Évidemment, l’ensemble des avocats de France s’est insurgé contre cette haine crasse et, en réponse, ce courageux exilé nous a répondu : « La légitime défense contre ces véritables fascistes impose de les neutraliser. Les neutraliser avec les moyens nécessaires. Rappelons que ce sont ces mêmes charognes qui, pour se remplir les poches avec l’argent du crime, défendent les pires assassins d’enfants et de flics, sans compter bien sûr les égorgeurs et les violeurs d’outre-Méditerranée ». Et de terminer sa diarrhée verbale par : « Quand les factieux annoncent à l’avance qu’ils s’opposeront à la volonté du peuple, il ne reste que la force des baïonnettes ».

Vous noterez à ce stade que cet adorable auteur oublie de se nommer parmi les voyous que l’un de mes confrères a dû assister, puisque les avocats défendent tous ceux qui en ont besoin, quels qu’ils soient et quoi qu’ils aient fait.

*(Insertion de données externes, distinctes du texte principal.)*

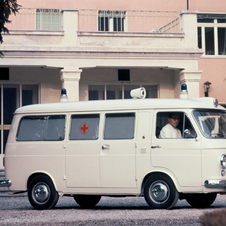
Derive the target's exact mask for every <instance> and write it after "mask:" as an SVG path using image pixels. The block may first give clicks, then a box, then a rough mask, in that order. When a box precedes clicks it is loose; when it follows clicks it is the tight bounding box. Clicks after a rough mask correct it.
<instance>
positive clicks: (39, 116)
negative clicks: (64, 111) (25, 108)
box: [16, 114, 67, 142]
mask: <svg viewBox="0 0 226 226" xmlns="http://www.w3.org/2000/svg"><path fill="white" fill-rule="evenodd" d="M56 116H58V117H62V116H63V119H64V127H63V137H62V139H57V140H56V139H42V140H31V139H29V140H28V139H27V140H26V139H23V140H21V139H19V133H20V128H21V124H22V121H23V119H25V118H32V117H34V118H35V117H36V118H44V117H56ZM66 121H67V116H66V114H49V115H24V116H23V117H21V118H20V121H19V124H18V128H17V133H16V141H17V142H50V141H57V142H59V141H64V140H65V138H66ZM47 124H48V122H47ZM47 131H48V125H47V126H46V125H45V131H44V133H45V134H47ZM46 137H47V135H46V136H45V138H46Z"/></svg>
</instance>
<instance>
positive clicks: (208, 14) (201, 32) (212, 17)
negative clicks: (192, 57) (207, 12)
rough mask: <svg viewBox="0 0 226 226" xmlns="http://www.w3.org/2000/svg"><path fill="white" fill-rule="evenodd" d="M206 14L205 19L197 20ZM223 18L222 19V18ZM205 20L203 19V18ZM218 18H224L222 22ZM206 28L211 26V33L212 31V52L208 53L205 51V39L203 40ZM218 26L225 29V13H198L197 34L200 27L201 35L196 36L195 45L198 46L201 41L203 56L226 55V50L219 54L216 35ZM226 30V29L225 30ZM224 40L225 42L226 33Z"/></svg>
mask: <svg viewBox="0 0 226 226" xmlns="http://www.w3.org/2000/svg"><path fill="white" fill-rule="evenodd" d="M202 16H203V17H205V16H206V18H207V19H206V21H203V22H201V21H199V18H201V17H202ZM221 17H222V18H223V17H224V18H223V19H222V18H221ZM204 20H205V19H204ZM218 20H225V21H224V23H223V22H219V21H218ZM206 28H213V33H214V41H213V45H214V54H211V55H208V54H207V53H206V40H205V30H206ZM218 28H225V29H226V14H198V15H197V36H198V29H201V37H199V36H198V37H197V46H198V48H200V42H199V41H201V48H200V49H202V50H203V51H204V54H203V55H204V56H205V57H216V56H217V57H222V58H225V57H226V52H225V54H219V43H218V40H219V37H218ZM225 32H226V30H225ZM225 42H226V34H225Z"/></svg>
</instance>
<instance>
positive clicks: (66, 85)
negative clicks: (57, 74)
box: [60, 69, 82, 101]
mask: <svg viewBox="0 0 226 226" xmlns="http://www.w3.org/2000/svg"><path fill="white" fill-rule="evenodd" d="M81 73H82V70H79V69H78V70H66V69H62V70H61V72H60V79H61V82H62V88H65V89H66V90H67V96H68V101H79V80H80V78H81Z"/></svg>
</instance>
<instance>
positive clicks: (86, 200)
mask: <svg viewBox="0 0 226 226" xmlns="http://www.w3.org/2000/svg"><path fill="white" fill-rule="evenodd" d="M73 197H74V199H75V201H76V202H77V203H78V204H79V205H80V206H81V207H82V208H93V207H94V206H95V205H96V204H97V203H98V202H99V201H100V199H101V196H100V195H74V196H73Z"/></svg>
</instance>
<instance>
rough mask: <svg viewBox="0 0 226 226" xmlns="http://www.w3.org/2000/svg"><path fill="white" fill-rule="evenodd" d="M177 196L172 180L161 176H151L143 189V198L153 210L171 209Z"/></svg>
mask: <svg viewBox="0 0 226 226" xmlns="http://www.w3.org/2000/svg"><path fill="white" fill-rule="evenodd" d="M178 197H179V194H178V192H177V190H176V188H175V186H174V183H173V182H172V180H171V179H170V178H169V177H168V176H166V175H163V174H156V175H153V176H151V177H150V178H149V179H148V180H147V182H146V184H145V187H144V198H145V200H146V202H147V203H148V205H149V206H151V207H152V208H154V209H171V208H173V207H174V205H175V204H176V202H177V200H178Z"/></svg>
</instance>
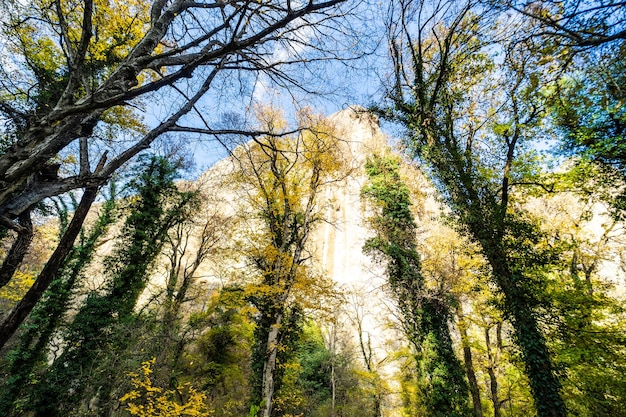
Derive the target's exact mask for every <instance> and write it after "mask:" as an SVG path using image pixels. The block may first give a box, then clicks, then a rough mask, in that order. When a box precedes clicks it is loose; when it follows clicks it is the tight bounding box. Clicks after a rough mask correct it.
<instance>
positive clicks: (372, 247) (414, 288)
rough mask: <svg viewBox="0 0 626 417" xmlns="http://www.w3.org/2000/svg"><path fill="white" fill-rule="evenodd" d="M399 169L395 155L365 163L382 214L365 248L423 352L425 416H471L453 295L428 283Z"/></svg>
mask: <svg viewBox="0 0 626 417" xmlns="http://www.w3.org/2000/svg"><path fill="white" fill-rule="evenodd" d="M399 169H400V168H399V161H398V160H397V159H394V158H393V157H391V156H377V155H375V156H373V157H371V158H370V159H368V161H367V163H366V164H365V170H366V172H367V174H368V177H369V184H368V185H366V186H365V187H364V188H363V194H364V195H365V196H366V197H367V198H368V200H369V201H371V202H372V203H373V206H374V208H377V209H378V210H377V213H376V214H375V215H374V216H373V218H372V219H371V224H372V227H373V229H374V231H375V233H376V235H375V237H373V238H370V239H369V240H368V241H367V242H366V243H365V247H364V250H365V251H366V252H368V253H370V254H372V255H374V256H375V257H379V258H381V260H382V261H384V262H385V263H386V264H387V277H388V280H389V286H390V288H391V292H392V294H393V296H394V298H395V299H396V301H397V303H398V308H399V310H400V312H401V315H402V321H403V327H404V329H405V331H406V333H407V336H408V339H409V341H410V342H411V343H412V344H413V347H414V348H415V349H416V351H417V355H416V363H417V374H418V378H419V384H418V385H419V388H420V392H419V394H418V395H419V396H420V402H422V403H423V407H424V412H425V413H426V415H429V416H441V417H444V416H469V415H470V409H469V407H468V401H467V400H468V398H469V395H468V394H469V391H468V386H467V383H466V381H465V379H464V372H463V368H462V367H461V363H460V361H459V360H458V358H457V357H456V355H455V352H454V349H453V348H452V338H451V337H450V330H449V328H448V321H449V320H450V318H451V316H452V314H451V306H450V302H451V297H450V294H446V293H445V289H443V291H441V288H442V287H435V288H428V286H427V285H426V282H425V280H424V277H423V275H422V272H421V267H420V260H419V255H418V253H417V248H416V246H417V245H416V235H415V231H416V228H417V225H416V224H415V220H414V217H413V214H412V212H411V198H410V195H409V190H408V188H407V187H406V185H404V182H403V180H402V178H401V177H400V173H399ZM444 288H445V287H444Z"/></svg>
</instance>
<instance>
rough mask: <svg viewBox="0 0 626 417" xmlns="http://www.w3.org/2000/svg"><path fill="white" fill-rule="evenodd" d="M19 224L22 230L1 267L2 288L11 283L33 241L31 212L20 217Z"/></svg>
mask: <svg viewBox="0 0 626 417" xmlns="http://www.w3.org/2000/svg"><path fill="white" fill-rule="evenodd" d="M19 224H20V226H21V230H20V231H19V232H18V235H17V238H16V239H15V242H13V245H11V249H10V250H9V253H8V254H7V256H6V258H4V262H3V263H2V267H0V288H2V287H4V286H5V285H6V284H8V283H9V281H10V280H11V278H13V274H15V271H16V270H17V267H18V266H19V265H20V263H22V260H23V259H24V256H25V255H26V252H28V248H29V247H30V244H31V242H32V241H33V222H32V220H31V218H30V211H25V212H24V213H22V214H20V216H19Z"/></svg>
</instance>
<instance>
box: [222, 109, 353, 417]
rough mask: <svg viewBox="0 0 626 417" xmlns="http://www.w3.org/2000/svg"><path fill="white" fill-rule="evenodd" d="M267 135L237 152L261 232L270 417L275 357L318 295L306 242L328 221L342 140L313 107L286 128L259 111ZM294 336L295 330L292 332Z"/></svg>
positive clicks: (265, 112) (244, 182)
mask: <svg viewBox="0 0 626 417" xmlns="http://www.w3.org/2000/svg"><path fill="white" fill-rule="evenodd" d="M260 117H261V120H262V123H263V124H264V125H265V129H266V130H268V131H270V132H272V134H273V135H268V136H264V137H261V138H259V139H256V140H254V141H251V142H249V143H247V144H244V145H242V146H240V147H239V148H238V149H237V150H236V152H235V155H234V157H235V158H237V160H238V161H239V166H238V167H237V168H238V173H237V174H236V176H238V177H239V181H238V182H239V184H241V186H242V188H243V190H244V192H245V193H246V194H247V195H248V198H247V200H248V201H247V203H248V204H249V205H250V209H251V210H252V213H249V214H248V216H249V220H252V219H254V220H255V221H256V222H257V223H256V224H254V225H250V227H251V228H254V229H257V230H259V231H260V233H259V234H258V235H257V236H255V237H253V240H254V243H253V245H252V247H251V248H250V253H248V254H247V256H248V257H249V259H250V260H251V261H252V263H253V267H254V270H255V271H256V273H257V274H260V285H257V286H256V289H255V291H254V294H252V296H251V300H252V302H253V303H254V305H255V306H256V308H257V309H258V310H259V318H258V320H257V328H256V330H255V339H256V340H255V343H256V347H255V357H254V358H253V361H255V366H256V373H257V375H256V378H257V383H256V385H257V387H258V388H257V389H258V393H257V397H258V398H257V399H256V400H255V401H258V402H257V404H256V405H258V404H259V403H260V405H259V406H260V412H259V413H260V415H262V416H263V417H270V415H271V413H272V406H273V404H272V401H273V397H274V392H275V388H276V386H277V384H278V383H279V379H278V378H277V363H278V362H277V358H278V356H279V354H280V353H281V350H284V348H289V346H288V343H287V342H288V340H287V339H285V340H284V341H283V339H284V338H288V337H289V335H290V332H293V331H294V329H289V326H290V325H291V326H295V325H296V324H297V323H296V322H295V321H294V322H292V323H289V322H288V320H290V319H291V320H293V319H297V317H298V315H301V310H302V307H303V305H302V304H301V303H302V301H303V300H305V299H306V298H307V297H310V298H313V297H318V296H319V294H313V293H311V292H312V291H315V289H316V288H319V287H318V283H316V279H315V278H316V277H315V275H314V274H313V273H312V271H310V270H309V268H308V266H307V260H308V259H310V256H309V255H308V252H307V250H308V240H309V237H310V234H311V231H312V230H313V228H314V227H315V226H316V224H318V223H319V222H320V221H322V220H323V218H322V216H321V210H320V207H321V206H323V202H322V201H320V199H321V197H320V193H321V191H322V189H323V187H324V185H325V184H327V183H328V182H329V181H332V180H334V179H336V178H337V176H338V175H339V174H338V172H339V169H340V168H341V165H340V158H341V152H340V149H341V148H340V146H339V142H338V139H337V138H336V137H335V136H334V131H333V127H332V126H331V125H330V124H328V122H325V121H324V120H322V119H320V118H319V117H316V116H313V115H311V114H310V113H307V112H305V113H301V114H300V127H299V130H300V132H298V133H296V134H291V135H289V134H286V133H285V128H286V123H285V122H284V121H283V120H282V117H281V115H280V114H278V112H276V111H273V110H264V111H262V112H261V113H260ZM292 336H293V335H292Z"/></svg>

Mais passons sur ce détail.

Menaces, harcèlement, injures

La crise que nous traversons est très inquiétante : une crise politique, une crise institutionnelle mais aussi une crise humaine. Comme si nous commencions à perdre le sens commun, que notre comportement collectif ressemblait plus à ce que l’on voit dans les zoos qu’à ce que l’on devrait voir dans une société civilisée.

Les avocats prennent aujourd’hui aussi leur part d’ordures en pleine figure. Et nous avons à l’évidence atteint un sommet avec cet immonde site Internet. Mon métier est de moins en moins compris et je crains que beaucoup ne veuillent plus le comprendre. C’est facile de haïr un avocat : c’est beaucoup moins facile d’essayer de comprendre comment il a réussi à défendre celui qui est vu comme un monstre, tout en condamnant son crime. La colère enlève toute forme de distance.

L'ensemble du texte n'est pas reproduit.